Studebaker built horse-drawn carriages in addition to wagons and one of the more interesting displays was that of carriages that served four presidents: Grant, Harrison, McKinley and Lincoln:
On a sad note, two of the carriages were the very ones in which presidents Lincoln and McKinley took their last ride on the occasions of their assassinations. Here is Lincoln's carriage:
And here is McKinley's carriage:
Below is another Studebaker that I hadn't heard of--a child's hearse. According to information in the museum, it was not uncommon in the early 1900s for funeral homes to have white hearses for children's funerals.
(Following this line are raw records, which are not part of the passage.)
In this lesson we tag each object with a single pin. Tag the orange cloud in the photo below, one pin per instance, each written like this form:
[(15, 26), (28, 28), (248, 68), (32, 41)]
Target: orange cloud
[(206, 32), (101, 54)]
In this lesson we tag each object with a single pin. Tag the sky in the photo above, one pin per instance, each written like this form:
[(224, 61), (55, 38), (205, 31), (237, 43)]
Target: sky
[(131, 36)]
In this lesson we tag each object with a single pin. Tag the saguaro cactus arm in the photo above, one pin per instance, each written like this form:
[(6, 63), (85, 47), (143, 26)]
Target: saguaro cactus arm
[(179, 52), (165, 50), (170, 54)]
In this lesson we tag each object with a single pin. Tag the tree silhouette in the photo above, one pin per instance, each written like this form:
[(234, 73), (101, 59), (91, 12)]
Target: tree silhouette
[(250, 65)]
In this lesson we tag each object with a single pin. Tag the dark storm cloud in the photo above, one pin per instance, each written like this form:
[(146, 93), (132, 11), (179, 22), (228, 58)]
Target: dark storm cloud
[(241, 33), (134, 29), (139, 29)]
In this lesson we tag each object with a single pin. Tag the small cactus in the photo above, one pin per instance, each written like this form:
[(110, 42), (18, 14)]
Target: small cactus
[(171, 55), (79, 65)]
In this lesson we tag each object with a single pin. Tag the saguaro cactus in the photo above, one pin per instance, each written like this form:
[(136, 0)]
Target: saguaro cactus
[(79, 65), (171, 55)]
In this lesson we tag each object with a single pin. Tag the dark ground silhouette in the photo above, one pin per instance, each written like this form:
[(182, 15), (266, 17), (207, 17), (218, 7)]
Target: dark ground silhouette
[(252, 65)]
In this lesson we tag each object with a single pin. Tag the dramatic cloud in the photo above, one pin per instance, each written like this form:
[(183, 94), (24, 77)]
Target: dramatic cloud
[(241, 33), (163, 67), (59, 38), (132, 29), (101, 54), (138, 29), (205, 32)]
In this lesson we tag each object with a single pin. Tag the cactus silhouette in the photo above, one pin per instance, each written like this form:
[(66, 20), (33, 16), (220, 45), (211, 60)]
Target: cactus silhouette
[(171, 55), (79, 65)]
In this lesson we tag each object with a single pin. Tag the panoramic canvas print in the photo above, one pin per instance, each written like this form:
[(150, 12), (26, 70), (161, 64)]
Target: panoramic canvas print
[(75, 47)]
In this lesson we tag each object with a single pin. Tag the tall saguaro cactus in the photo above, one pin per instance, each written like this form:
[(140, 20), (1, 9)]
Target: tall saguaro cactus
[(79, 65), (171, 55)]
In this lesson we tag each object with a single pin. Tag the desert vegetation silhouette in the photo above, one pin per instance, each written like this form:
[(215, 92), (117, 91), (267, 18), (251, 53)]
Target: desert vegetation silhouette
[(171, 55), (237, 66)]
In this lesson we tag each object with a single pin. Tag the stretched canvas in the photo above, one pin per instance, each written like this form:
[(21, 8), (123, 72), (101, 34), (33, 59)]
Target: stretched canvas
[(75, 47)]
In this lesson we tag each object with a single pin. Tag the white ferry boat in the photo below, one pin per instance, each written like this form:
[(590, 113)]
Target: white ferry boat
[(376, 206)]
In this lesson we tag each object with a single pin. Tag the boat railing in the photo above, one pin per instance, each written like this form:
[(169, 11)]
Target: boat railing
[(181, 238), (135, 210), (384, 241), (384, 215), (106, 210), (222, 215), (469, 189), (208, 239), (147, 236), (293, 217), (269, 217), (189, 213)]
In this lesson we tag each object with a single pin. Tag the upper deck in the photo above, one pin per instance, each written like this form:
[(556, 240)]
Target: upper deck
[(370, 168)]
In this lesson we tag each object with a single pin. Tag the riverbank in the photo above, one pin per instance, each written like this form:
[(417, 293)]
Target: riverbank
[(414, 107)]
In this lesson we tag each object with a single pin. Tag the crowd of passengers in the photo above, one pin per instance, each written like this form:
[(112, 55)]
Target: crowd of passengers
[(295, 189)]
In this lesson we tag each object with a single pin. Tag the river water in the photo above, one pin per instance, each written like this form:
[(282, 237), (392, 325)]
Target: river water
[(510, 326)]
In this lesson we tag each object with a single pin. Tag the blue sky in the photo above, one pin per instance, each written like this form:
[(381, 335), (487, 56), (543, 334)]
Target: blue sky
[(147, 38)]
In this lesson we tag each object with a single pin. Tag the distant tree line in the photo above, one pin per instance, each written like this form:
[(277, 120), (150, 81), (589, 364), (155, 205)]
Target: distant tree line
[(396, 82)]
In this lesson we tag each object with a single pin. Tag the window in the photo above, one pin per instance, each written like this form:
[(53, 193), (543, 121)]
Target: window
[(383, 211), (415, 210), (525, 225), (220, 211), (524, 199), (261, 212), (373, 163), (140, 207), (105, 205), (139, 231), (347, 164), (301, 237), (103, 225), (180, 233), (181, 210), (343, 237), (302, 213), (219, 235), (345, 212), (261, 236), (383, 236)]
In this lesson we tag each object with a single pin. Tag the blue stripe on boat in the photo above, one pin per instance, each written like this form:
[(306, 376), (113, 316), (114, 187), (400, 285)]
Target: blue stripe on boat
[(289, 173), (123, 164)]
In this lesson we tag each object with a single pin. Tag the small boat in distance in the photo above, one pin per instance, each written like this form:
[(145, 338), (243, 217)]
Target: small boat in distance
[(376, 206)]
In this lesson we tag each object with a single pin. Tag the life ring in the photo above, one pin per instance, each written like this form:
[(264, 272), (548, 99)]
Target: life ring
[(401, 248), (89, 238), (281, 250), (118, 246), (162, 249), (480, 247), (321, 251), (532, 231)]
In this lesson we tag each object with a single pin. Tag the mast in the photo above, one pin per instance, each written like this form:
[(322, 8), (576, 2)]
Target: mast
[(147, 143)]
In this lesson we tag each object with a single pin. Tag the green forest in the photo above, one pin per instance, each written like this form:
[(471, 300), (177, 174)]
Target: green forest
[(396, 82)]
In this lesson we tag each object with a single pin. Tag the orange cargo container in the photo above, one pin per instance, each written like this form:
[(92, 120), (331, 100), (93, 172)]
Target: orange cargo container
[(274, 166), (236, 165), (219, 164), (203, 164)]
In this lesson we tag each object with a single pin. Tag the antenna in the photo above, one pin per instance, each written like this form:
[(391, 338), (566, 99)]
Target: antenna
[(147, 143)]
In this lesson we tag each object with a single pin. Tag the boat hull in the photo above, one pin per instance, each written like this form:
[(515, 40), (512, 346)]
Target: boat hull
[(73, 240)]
The white color was to symbolize the innocence of the children, and we found this quite sad, having lived through the loss of a child ourselves. Of course, advances in medicine within the rest of the 20th century resulted in a dramatic decline in childhood fatal diseases, and these hearses eventually disappeared:
This was my favorite of all the Studebaker cars--the 1950 Commander Starlight. I still think it was a unique and interesting design for 1950:
The car below was the very last Studebaker car built, having been assembled in Canada on March 17, 1966. The company didn't go out of business, however; they were well diversified by then and did a significant amount of manufacturing for the government. The company's divisions were ultimately absorbed by other firms, however, and the Studebaker name disappeared from the business world in 1969.
One of the historic homes we viewed in South Bend was Tippecanoe, the residence of Clement Studebaker. We didn't have time for a tour, but we did manage to get this photo of the 30,000 square foot house:
We were able to get a tour of the Oliver Mansion next door to the Studebaker Museum. It was a glorious architectural wonder:
J. D. Oliver, who built the house in the late 1800s, was the son of the inventor of a process to manufacture cast iron plows that had the durability and performance of much more expensive steel plows. Plow sales mushroomed in the fast-developing country and the company eventually diversified into manufacturing tractors and other farm implements. With no income tax then in place, the family accumulated great wealth, and J. D. built this house as a place to raise his four children. Building the house took almost three years, and the family moved in on January 1, 1897.
The home has 38 rooms occupying 12,000 square feet and was the first house in South Bend to be wired for electricity. The only problem was that electricity was very unreliable in 1897, so Oliver built a power plant to serve the house, his factory and other homes of family members; any excess electricity produced he sold to the city. The house was very high-tech for its day, having an intercom, forced-air heat and a central vacuum.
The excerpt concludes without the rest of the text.